Graduate students assist in PlanDSM draft
November 11, 2015
In an attempt to fix a planning problem in Des Moines, the city brought in ISU graduate students and their expertise to solve the issue.
Jane Rongerude, assistant professor in community and regional planning, teaches a community planning studio that has an ongoing partnership with the city of Des Moines. The partnership is maintained through ISU alumna and neighborhood planner Amber Lynch.
While the studio has focused on neighborhood planning in the past, it has been very involved in the new comprehensive plan for the city of Des Moines, dubbed PlanDSM, this fall.
The studio brought in all of the resources of the university, including the students themselves, to assist with the real-world problem.
Comprehensive plans guide growth and development in a city for the next 20 to 25 years.
“This document really captures the vision that residents of a community have for the place where they live,” Rongerude said. “PlanDSM is the new comprehensive plan that’s intended to guide the city as it grows up until 2040.”
The new comprehensive plan for Des Moines will address a number of different elements about the city, such as physical and economic developments.
In order to present the most accurate data to the city, the studio used an approach that Rongerude calls “taking the meeting to the public.”

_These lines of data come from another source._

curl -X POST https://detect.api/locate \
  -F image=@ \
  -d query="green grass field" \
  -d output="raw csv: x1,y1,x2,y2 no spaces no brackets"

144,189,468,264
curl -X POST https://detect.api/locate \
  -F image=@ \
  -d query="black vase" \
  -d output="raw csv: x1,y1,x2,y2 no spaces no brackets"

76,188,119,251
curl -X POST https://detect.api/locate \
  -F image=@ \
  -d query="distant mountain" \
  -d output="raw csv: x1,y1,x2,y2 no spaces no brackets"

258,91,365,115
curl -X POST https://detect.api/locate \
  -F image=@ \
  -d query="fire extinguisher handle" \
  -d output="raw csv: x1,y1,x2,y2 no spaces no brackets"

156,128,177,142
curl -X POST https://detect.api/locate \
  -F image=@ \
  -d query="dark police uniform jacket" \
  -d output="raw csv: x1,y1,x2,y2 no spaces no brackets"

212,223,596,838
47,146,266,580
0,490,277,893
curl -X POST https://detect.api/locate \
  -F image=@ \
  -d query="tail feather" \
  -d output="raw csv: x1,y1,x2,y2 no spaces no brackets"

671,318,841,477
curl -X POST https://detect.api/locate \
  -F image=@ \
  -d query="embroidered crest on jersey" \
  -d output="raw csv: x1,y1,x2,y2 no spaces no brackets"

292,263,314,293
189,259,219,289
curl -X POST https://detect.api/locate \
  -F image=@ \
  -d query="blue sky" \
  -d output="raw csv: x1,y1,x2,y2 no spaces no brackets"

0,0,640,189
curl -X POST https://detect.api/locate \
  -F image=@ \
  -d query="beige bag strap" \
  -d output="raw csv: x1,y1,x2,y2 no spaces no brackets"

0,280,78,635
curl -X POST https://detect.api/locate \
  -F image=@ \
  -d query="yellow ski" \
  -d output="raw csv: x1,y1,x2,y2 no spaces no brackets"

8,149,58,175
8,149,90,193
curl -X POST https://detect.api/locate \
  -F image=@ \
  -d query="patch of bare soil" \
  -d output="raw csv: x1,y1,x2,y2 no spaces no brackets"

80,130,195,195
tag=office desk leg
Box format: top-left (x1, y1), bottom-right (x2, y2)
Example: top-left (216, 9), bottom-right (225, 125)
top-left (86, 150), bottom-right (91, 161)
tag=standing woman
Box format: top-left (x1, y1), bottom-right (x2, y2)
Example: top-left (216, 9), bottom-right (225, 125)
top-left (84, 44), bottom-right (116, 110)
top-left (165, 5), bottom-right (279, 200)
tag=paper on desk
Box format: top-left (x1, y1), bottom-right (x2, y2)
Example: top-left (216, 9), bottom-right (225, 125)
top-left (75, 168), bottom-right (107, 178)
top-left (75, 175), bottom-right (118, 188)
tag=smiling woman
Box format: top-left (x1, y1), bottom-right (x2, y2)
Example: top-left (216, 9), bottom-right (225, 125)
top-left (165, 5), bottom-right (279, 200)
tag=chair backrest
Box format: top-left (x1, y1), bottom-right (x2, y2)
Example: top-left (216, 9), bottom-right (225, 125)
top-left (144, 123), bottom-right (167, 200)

“We’ve all heard of public meetings — they just don’t work,” Rongerude said. “This is a mainstay of how planners do their work, but we know that people’s lives are busy, their lives are complicated, and very few people are really able to go to public meetings.”
Those that do attend public meetings are typically professionals whose jobs involve the topic at hand. With just these opinions, the plans don’t encompass every citizen’s wants and needs.
“So the question is, if public meetings don’t work, then how do we get more people’s input into these really important decisions?” Rongerude said.
That’s where the studio came in. After splitting into four teams, students found ways to involve 15 interest groups and communities that are normally underrepresented.
Two members of the studio, Alec Henderson, graduate student in community and regional planning and design and sustainable environments, and Jonathan Stytz, graduate student in community and regional planning, found the studio’s efforts to be successful.
“I think now the city will be more apt to continue the conversation with people who need to be talked to, the underrepresented people and minority groups. That’s a huge success,” Henderson said.
One way that students connected with a community was through an advanced English class at Oakridge Neighborhood Services, an interim community of immigrant families in Des Moines. The class consisted on a wide range of adults whose first language was not English.
“We had kind of an open-table discussion about different elements of PlanDSM,” Stytz said of the outreach.
Meeting with the English class allowed students to receive feedback from individuals that felt closed off from the rest of Des Moines and gave students vital experience.
“If you’re able to explain yourself well to someone that doesn’t speak English fluently, I think that’s really good training for planners,” Henderson said.
Students ended up with several thousand comments about the different policies for the plan.
“We don’t do work where people’s input doesn’t matter,” Rongerude said. “I made sure that when we started this project the input that we received from people would actually change the plan, and that’s been exciting to see that take shape.”
Students presented their findings in Des Moines in October. The city will work with the findings and finalize the document within the next six months.